«Bells of Europe - Sinos da Europa». Entrevista com o Papa sobre Cristianismo e Europa

Bento XVI www.vatican.va

16/10/2012 - Prévia do filme durante o Sínodo dos Bispos 2012
Na noite de 15 de outubro, após a sessão sinodal, foi apresentado a um certo número de padres sinodais o filme "Bells of Europe – Sinos da Europa" sobre o tema dos relacionamentos entre o cristianismo, a cultura europeia e o futuro do Continente.
O filme apresenta trechos de uma série de excepcionais entrevistas originais com as maiores personalidades religiosas cristãs, o Papa Bento XVI, o Patriarca ecumênico Bartolomeu I, o Patriarca de Moscou Kirill, o Arcebispo de Canterbury Rowan Williams, o ex-Presidente da federação das Igrejas Evangélicas na Alemanha Wolfgang Huber e outras personalidades da política e da cultura.
O fio condutor do filme é dado pelo som dos sinos dos diferentes cantos do continente e da fusão de um sino na antiga fundição Agnone. A trilha sonora também é realizada com músicas do famoso compositor estoniano Arvo Pärt. Também Arvo Pärt é entrevistado, e explica como, de fato, ele foi inspirado pelo tilintar dos sinos.
Realizado pelo Centro Televisivo Vaticano baseado em uma ideia do Padre Germano Marani, com o apoio de várias outras instituições, incluindo a Fundação La Gregoriana, o filme agora está disponível para a RAI Cinema, que detém os direitos para divulgação na televisão e home vídeo.
Um arquivo contendo o texto integral das entrevistas realizadas durante o filme, em italiano e em Inglês, foi distribuído a todos os participantes do Sínodo.
Naturalmente, destacamos antes de tudo o texto da ampla entrevista, até o momento inédita, do Santo Padre Bento XVI, que publicamos a seguir:


ENTREVISTA COM SUA SANTIDADE BENTO XVI

Pergunta: Santidade, nas suas encíclicas o Senhor está propondo uma antropologia forte, um homem habitado pela caridade de Deus, um homem de racionalidade alargada pela experiência da fé, um homem que tem uma responsabilidade social graças à dinâmica da caridade, recebida e doada na verdade. Santidade, Justamente neste horizonte antropológico, em que a mensagem do Evangelho exalta todos os elementos dignos da pessoa humana, purificando os resíduos que obscurecem o verdadeiro rosto do homem, criado à imagem e semelhança de Deus, o Senhor rebateu mais de uma vez que esta redescoberta do rosto humano, dos valores evangélicos, das raízes profundas da Europa é motivo de grande esperança para o continente europeu e não só… Pode nos explicar as razões da sua esperança?

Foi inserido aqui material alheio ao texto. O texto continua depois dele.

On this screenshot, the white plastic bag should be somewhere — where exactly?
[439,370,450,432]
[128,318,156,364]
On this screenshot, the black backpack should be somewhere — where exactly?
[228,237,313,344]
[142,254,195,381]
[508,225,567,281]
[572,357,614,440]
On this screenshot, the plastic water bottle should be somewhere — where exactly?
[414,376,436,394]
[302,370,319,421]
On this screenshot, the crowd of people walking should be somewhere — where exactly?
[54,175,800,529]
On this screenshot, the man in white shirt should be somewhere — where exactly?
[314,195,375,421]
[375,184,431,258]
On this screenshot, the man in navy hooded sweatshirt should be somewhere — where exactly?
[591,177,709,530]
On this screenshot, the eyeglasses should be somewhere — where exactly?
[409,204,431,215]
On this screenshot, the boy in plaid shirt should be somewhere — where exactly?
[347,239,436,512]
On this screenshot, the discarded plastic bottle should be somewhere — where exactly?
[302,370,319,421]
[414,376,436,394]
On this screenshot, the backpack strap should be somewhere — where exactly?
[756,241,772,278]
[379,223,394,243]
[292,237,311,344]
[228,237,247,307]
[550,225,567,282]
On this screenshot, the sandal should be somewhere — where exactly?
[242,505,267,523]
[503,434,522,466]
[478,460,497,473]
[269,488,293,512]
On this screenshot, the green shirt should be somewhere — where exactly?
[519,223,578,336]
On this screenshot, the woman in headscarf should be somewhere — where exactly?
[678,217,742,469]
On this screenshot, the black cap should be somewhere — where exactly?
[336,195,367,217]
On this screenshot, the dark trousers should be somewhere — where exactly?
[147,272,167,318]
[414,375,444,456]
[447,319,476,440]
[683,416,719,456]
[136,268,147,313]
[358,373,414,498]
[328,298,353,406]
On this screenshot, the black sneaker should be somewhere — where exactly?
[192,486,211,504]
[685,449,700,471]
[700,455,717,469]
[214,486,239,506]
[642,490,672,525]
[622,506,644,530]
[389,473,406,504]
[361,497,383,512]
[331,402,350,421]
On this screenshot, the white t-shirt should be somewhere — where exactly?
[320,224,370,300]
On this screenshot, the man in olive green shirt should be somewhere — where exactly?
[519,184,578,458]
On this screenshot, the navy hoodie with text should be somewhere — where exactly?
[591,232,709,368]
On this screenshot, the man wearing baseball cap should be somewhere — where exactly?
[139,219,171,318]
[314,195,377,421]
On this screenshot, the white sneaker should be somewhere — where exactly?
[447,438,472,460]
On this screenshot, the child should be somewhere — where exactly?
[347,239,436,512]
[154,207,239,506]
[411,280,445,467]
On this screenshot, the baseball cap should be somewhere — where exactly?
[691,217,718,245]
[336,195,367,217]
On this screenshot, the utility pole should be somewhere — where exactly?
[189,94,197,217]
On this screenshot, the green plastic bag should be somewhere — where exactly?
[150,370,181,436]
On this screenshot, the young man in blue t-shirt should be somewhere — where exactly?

Santo Padre: A primeira razão da minha esperança consiste no fato de que o desejo de Deus, a busca de Deus, está profundamente escrita em cada alma e não pode desaparecer. Sem dúvida, por um certo tempo, podemos esquecer Deus, deixá-lo de lado, ocupar-nos de outros assuntos, mas Deus nunca desaparece. É simplesmente verdade o que diz Santo Agostinho, que nós homens estamos inquietos enquanto não encontramos Deus. Esta inquietude existe também hoje. É a esperança de que o homem, sempre de novo, inclusive hoje, se ponha a caminho rumo a este Deus.

A segunda razão da minha esperança consiste no fato de que o Evangelho de Jesus Cristo, a fé em Cristo, é simplesmente verdadeira. E a verdade não envelhece. Também ela pode ser esquecida por um certo tempo, podemos encontrar outras coisas, deixá-la de lado, mas a verdade como tal não desaparece. As ideologias têm um tempo contado. Parecem fortes, irresistíveis, mas depois de um certo período terminam, já não têm a força em si, porque lhes falta uma verdade profunda. São partículas de verdade, mas no final desfazem-se. O Evangelho ao contrário é verdadeiro, e por isso nunca se extingue. Em todos os períodos da história sobressaem as suas novas dimensões, aparece toda a sua novidade, ao responder às exigências do coração e da razão humana, que pode caminhar nesta verdade e encontrar-se. E por isso, precisamente por este motivo, estou convicto de que existe também uma nova primavera do cristianismo.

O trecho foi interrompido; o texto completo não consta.